Modi cited concerns about food, fertilizer, fuel security, and supply issues. Putin acknowledged the prime minister’s concerns.
“I know about your position on the conflict in Ukraine, and I know about your concerns,” Putin said. “We want all of this to end as soon as possible.”
Russian President Vladimir Putin is feeling pressure from all sides to pull back from the war in Ukraine. The public rebuke from Modi comes just a day after Putin held a key face-to-face meeting with Chinese President Xi Jinping, during which Putin acknowledged publicly that Xi has “concerns” about the war in Ukraine.
Putin’s meetings with Modi and Xi were the first face-to-face meetings he has held with either since he launched the war in Ukraine earlier this year, and mark a rare moment in which key geopolitical partners are throwing warning shots to Putin that they are no longer confident in him and his decisions.
The public displays of mistrust could mark a key turning point in the war. India and China have both tended to abstain from publicly criticizing Russia since Putin launched the war. Both abstained from a vote on Russia at the United Nations that deplored Russia for the invasion.
Support for Russia’s war has never been certain. China has not explicitly endorsed the war in Ukraine, although Beijing previously suggested that it believes the United States is the main instigator of the war, echoing Kremlin talking points. The White House has raised concerns about China supporting Russia during the invasion and indicated early in the war that there would be consequences if China went too far.
Since then, the State Department has characterized China’s efforts to not run afoul of the United States while also not outright attacking Russia as verbal and “geopolitical gymnastics” as it tries to “avoid criticizing Russia’s war against Ukraine… openly.”
India, a top recipient of Russian arms, has worked to toe the line carefully as well. In recent months, as Russia has faced sanctions over the invasion, India has made efforts to make more equipment domestically, according to Reuters.
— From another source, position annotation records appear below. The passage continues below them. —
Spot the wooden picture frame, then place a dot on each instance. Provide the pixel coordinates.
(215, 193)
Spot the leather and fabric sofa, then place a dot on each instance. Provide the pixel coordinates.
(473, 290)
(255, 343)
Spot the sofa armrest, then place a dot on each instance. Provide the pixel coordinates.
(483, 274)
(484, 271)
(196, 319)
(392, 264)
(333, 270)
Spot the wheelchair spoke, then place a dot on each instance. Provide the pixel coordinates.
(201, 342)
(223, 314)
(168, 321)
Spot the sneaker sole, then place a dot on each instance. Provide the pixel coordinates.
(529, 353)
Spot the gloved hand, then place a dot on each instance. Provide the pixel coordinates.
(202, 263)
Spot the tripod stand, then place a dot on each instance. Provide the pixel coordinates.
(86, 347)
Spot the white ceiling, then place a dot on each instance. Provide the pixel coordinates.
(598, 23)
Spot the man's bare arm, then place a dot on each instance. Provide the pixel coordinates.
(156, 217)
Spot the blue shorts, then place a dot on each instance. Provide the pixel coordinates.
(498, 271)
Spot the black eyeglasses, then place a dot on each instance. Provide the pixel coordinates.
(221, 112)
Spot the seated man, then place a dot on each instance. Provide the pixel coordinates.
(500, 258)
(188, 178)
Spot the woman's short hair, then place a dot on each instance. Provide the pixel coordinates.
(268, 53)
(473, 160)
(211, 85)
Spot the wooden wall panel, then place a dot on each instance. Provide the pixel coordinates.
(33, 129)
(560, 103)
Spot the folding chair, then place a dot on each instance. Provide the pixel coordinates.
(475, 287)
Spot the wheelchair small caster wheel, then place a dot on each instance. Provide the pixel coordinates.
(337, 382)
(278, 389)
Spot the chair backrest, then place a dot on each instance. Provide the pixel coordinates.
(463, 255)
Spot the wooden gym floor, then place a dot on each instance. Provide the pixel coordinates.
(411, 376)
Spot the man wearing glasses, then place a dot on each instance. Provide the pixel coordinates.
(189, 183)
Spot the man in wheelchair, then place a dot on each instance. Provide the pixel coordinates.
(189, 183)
For Putin, the criticism is just the latest in a series of critiques lobbed his way as his forces have begun retreating from key territories while Ukrainian armed forces run successful counteroffensives. Ministers from Moscow and St. Petersburg have said he needs to step down. Ramzan Kadyrov, a Putin ally in Chechnya, has suggested he thinks Putin needs to change his tactics in the war. Putin himself has recently canceled a key meeting with Russian military advisers.